In order to answer this use what is called 'sum-of-years digits depreciation' (SOYD - no longer used). Here is how it works. Say you buy an asset for $1500 with a 3-year useful life and a salvage value of $100. Under straight-line depreciation, the annual depreciation expense would be ($1,500 - $100) / 3 =$466.67. Under the SOYD method, it would be ($1,500 - $100) x (# of year left / sum all the years) = $1,400 x ( 3 / [1+2+3]) = $700 for the first year and $1,400 x ( 2 / [1+2+3]) = $466.67 for the second year, etc. Compare this depreciation to straight-line and MACRSP (see notes) depreciation in terms of valuation consequences. Finally, note that costs of goods sold (COGS) include depreciation in accounting statements.

Assume (for example) a 40 and 15-year life for the Jell-O building and equipment. Feel free to make any other assumptions you need - as long as you state and defend your position.

(v) What are the important strategic factors to consider for General Foods? If necessary perform some sensitivity analysis.
 

Week 13: Marriott Corporation:

The Marriott case is an excellent example to implement our knowledge on capital budgeting, particularly related to determining the relevant discount rates for discounting the projected cash flows. Marriott uses the notion of the weighted-average cost of capital (Rwacc) and the capital asset pricing model (CAPM) in its calculations. In preparing the case for class, I expect each group to hand in some work containing a preliminary analysis concentrating on the following questions. Assume that debt is risk-free in terms of beta (beta=0) for Marriott and that the corporate tax rate is 34%. Long-term government bonds can be used as a proxy for the risk-free rate of return over the project's life. Hint: use the 1926-1987 time-series information for determining the market risk premium.

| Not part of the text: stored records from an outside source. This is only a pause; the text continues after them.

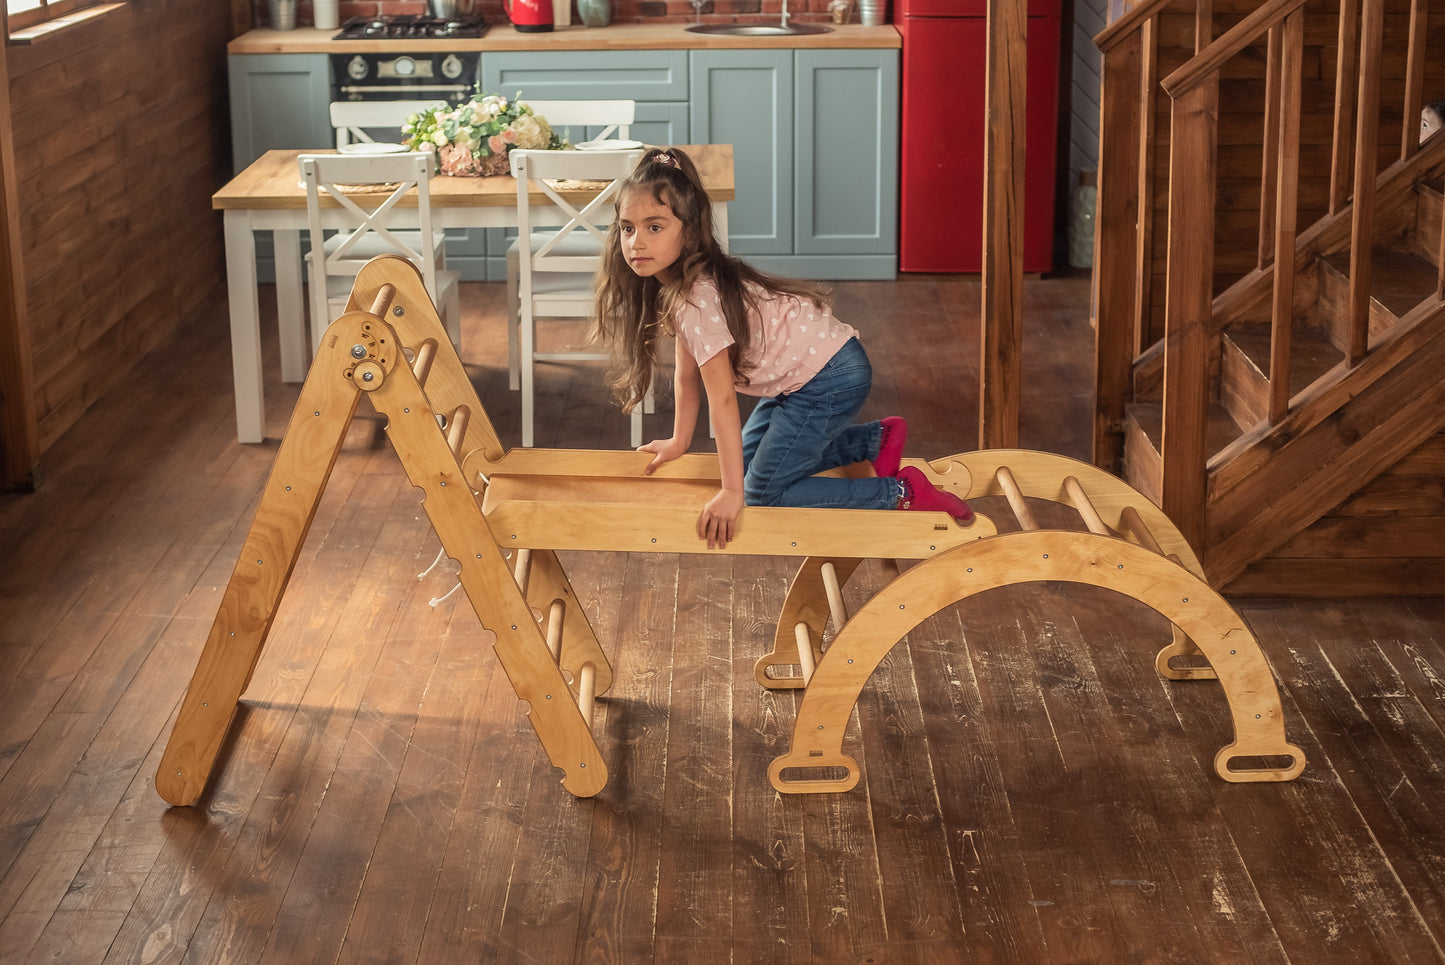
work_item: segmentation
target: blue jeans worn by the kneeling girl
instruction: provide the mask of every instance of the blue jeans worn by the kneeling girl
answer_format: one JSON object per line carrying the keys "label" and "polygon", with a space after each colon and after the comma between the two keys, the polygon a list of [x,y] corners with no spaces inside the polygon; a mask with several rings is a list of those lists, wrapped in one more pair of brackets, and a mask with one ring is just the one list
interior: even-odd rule
{"label": "blue jeans worn by the kneeling girl", "polygon": [[897,509],[894,478],[816,477],[879,455],[883,425],[853,425],[873,384],[873,365],[850,338],[808,384],[763,399],[743,426],[743,496],[749,506]]}

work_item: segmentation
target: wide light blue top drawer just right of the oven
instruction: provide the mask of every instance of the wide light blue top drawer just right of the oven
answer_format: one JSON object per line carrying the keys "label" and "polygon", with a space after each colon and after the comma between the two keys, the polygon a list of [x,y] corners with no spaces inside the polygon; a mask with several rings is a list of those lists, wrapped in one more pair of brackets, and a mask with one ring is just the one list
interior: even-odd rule
{"label": "wide light blue top drawer just right of the oven", "polygon": [[688,100],[686,51],[542,51],[481,58],[481,85],[523,100]]}

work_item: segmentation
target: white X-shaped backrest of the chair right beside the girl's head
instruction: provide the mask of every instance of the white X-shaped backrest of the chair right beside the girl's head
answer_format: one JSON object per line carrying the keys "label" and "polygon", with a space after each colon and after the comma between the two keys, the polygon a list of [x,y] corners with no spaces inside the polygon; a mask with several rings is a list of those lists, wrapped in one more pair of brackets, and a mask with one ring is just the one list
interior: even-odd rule
{"label": "white X-shaped backrest of the chair right beside the girl's head", "polygon": [[[517,237],[532,240],[517,246],[523,286],[530,285],[533,272],[591,272],[597,267],[595,254],[562,254],[562,243],[582,231],[592,235],[600,248],[613,221],[617,189],[642,156],[636,149],[512,152],[512,175],[517,179]],[[568,182],[568,192],[582,191],[587,198],[565,199],[558,182]],[[532,199],[533,189],[540,189],[546,198],[540,205]],[[549,212],[551,224],[556,224],[551,212],[561,211],[562,227],[538,233],[536,228],[548,227],[539,208]]]}

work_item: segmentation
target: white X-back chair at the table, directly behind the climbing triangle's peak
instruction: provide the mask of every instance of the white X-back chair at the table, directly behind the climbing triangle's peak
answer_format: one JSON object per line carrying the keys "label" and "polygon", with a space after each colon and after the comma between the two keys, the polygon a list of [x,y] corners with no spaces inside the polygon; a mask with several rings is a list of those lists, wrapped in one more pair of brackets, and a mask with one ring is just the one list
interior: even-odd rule
{"label": "white X-back chair at the table, directly behind the climbing triangle's peak", "polygon": [[[447,334],[460,348],[458,279],[455,272],[442,267],[444,237],[432,227],[429,179],[436,165],[432,153],[301,155],[299,165],[311,228],[306,272],[312,355],[327,325],[345,311],[357,272],[377,254],[400,254],[420,269],[428,293],[441,308]],[[371,191],[358,192],[354,189],[357,185]],[[402,207],[402,199],[412,192],[415,208]],[[329,238],[322,227],[322,195],[334,198],[348,215],[348,225]]]}

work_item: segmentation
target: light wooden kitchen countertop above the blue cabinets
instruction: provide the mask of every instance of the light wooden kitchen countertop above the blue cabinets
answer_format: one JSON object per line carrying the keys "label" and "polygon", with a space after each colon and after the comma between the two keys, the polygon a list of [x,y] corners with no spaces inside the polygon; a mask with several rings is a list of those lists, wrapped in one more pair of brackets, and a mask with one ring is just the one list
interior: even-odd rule
{"label": "light wooden kitchen countertop above the blue cabinets", "polygon": [[832,26],[828,33],[796,36],[727,36],[688,33],[686,23],[613,23],[605,27],[572,25],[549,33],[519,33],[510,23],[493,23],[483,38],[444,40],[332,40],[337,30],[249,30],[225,45],[227,53],[355,53],[426,51],[699,51],[699,49],[827,49],[899,48],[902,38],[892,25],[866,27],[857,23]]}

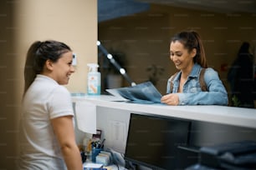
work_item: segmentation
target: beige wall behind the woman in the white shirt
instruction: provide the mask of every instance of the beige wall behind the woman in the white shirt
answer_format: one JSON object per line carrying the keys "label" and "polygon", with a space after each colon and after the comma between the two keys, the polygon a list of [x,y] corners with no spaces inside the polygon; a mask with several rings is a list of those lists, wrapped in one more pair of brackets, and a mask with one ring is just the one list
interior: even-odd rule
{"label": "beige wall behind the woman in the white shirt", "polygon": [[55,39],[67,43],[77,54],[76,72],[67,85],[69,91],[85,92],[86,64],[97,62],[97,1],[23,0],[17,4],[15,20],[19,81],[23,82],[25,54],[31,43]]}

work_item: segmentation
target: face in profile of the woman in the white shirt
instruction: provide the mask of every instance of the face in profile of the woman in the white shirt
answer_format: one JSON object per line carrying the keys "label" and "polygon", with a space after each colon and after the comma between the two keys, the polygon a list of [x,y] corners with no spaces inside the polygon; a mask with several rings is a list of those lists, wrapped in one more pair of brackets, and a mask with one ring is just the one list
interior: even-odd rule
{"label": "face in profile of the woman in the white shirt", "polygon": [[52,62],[51,77],[60,85],[69,83],[69,77],[74,72],[72,61],[73,52],[65,52],[57,62]]}

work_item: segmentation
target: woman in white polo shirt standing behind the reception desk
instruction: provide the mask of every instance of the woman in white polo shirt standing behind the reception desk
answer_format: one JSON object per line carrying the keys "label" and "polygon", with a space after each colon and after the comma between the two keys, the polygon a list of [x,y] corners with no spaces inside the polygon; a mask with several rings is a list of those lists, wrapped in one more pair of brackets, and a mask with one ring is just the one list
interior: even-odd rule
{"label": "woman in white polo shirt standing behind the reception desk", "polygon": [[73,52],[63,42],[33,42],[24,68],[18,169],[81,170],[68,84]]}

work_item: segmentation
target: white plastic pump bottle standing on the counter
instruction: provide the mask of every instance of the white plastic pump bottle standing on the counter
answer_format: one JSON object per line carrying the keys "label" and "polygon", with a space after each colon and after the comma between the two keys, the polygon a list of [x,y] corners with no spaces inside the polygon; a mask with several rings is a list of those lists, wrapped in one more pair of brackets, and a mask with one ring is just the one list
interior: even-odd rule
{"label": "white plastic pump bottle standing on the counter", "polygon": [[88,95],[100,95],[100,72],[98,72],[99,65],[96,63],[87,64],[89,67],[87,77],[87,93]]}

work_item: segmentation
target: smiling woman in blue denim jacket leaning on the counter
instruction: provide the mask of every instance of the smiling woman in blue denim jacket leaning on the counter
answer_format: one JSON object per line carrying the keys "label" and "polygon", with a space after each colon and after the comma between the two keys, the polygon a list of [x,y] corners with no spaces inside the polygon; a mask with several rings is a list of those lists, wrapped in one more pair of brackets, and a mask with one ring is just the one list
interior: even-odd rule
{"label": "smiling woman in blue denim jacket leaning on the counter", "polygon": [[207,67],[197,32],[184,31],[172,37],[170,59],[179,70],[167,82],[161,102],[168,105],[228,105],[228,93],[218,72]]}

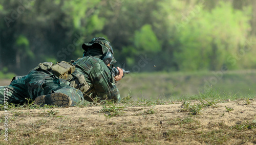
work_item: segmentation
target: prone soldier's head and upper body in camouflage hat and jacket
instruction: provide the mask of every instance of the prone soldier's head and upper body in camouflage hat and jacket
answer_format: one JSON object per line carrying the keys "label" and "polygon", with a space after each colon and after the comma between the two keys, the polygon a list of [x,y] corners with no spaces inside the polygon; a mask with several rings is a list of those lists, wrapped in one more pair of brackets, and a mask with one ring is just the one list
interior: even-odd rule
{"label": "prone soldier's head and upper body in camouflage hat and jacket", "polygon": [[115,85],[112,68],[107,66],[116,62],[110,42],[103,37],[95,37],[89,43],[83,43],[82,49],[84,57],[73,63],[76,70],[72,76],[75,79],[84,79],[80,81],[83,87],[73,86],[72,82],[71,86],[80,89],[87,101],[92,101],[96,96],[101,100],[119,101],[120,94]]}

(i) What is the weighted-average cost of capital for Marriott (Rwacc)?

(ii) What type of projects would you value using the weighted-average cost of capital?

(iii) What would happen with Marriott over time, if they would use Rwacc for each of their three divisions?

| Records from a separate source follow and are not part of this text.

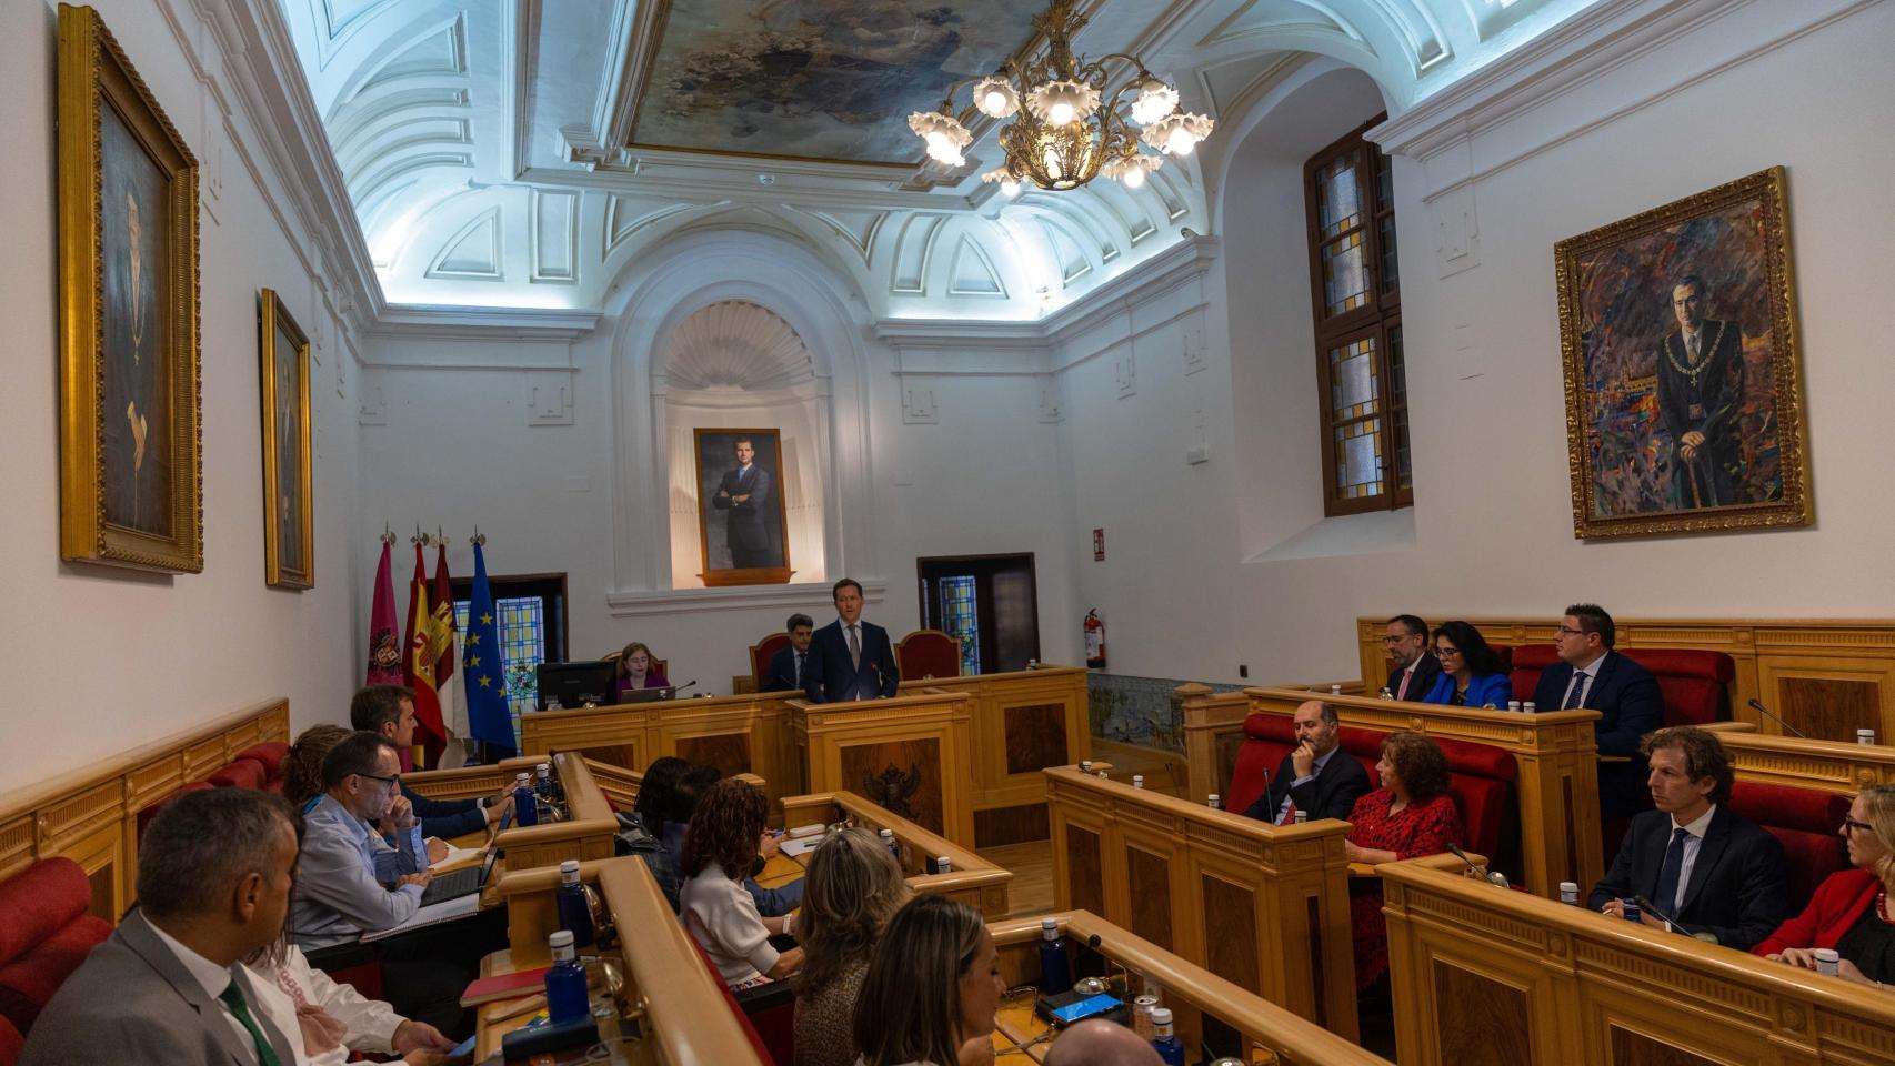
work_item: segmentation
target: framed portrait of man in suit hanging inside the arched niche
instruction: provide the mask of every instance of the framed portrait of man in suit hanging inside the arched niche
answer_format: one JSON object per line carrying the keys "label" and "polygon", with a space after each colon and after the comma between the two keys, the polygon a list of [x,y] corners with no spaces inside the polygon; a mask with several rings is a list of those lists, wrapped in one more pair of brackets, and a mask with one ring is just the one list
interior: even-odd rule
{"label": "framed portrait of man in suit hanging inside the arched niche", "polygon": [[694,430],[705,585],[783,585],[790,542],[779,430]]}

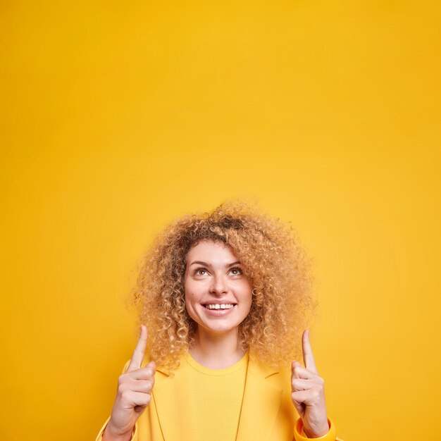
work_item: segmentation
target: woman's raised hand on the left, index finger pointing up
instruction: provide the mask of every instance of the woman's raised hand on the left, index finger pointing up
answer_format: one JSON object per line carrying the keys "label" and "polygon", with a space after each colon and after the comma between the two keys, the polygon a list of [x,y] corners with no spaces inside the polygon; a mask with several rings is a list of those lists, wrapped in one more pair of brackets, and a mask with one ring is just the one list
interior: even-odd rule
{"label": "woman's raised hand on the left, index finger pointing up", "polygon": [[146,346],[147,328],[142,325],[127,371],[118,379],[118,391],[103,441],[130,441],[137,419],[149,405],[156,366],[150,361],[145,368],[141,367]]}

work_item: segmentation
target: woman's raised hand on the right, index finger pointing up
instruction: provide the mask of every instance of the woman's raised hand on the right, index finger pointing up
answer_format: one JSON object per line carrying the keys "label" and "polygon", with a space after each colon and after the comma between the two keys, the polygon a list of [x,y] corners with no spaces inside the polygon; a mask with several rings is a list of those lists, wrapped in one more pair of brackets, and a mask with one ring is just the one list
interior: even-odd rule
{"label": "woman's raised hand on the right, index finger pointing up", "polygon": [[317,438],[328,433],[328,416],[325,404],[325,382],[318,375],[309,330],[302,336],[303,367],[298,361],[292,362],[292,402],[303,421],[303,430],[309,438]]}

(iv) What is the cost of capital for the lodging and restaurant divisions of Marriott?

(v) What is the cost of capital for the contract services division of Marriott?

(vi) How are your answers affected by the assumption of a zero debt beta?

(vii) List some of the assumptions needed in order to use the CAPM and weighted-average cost of capital in determining the cost of capital?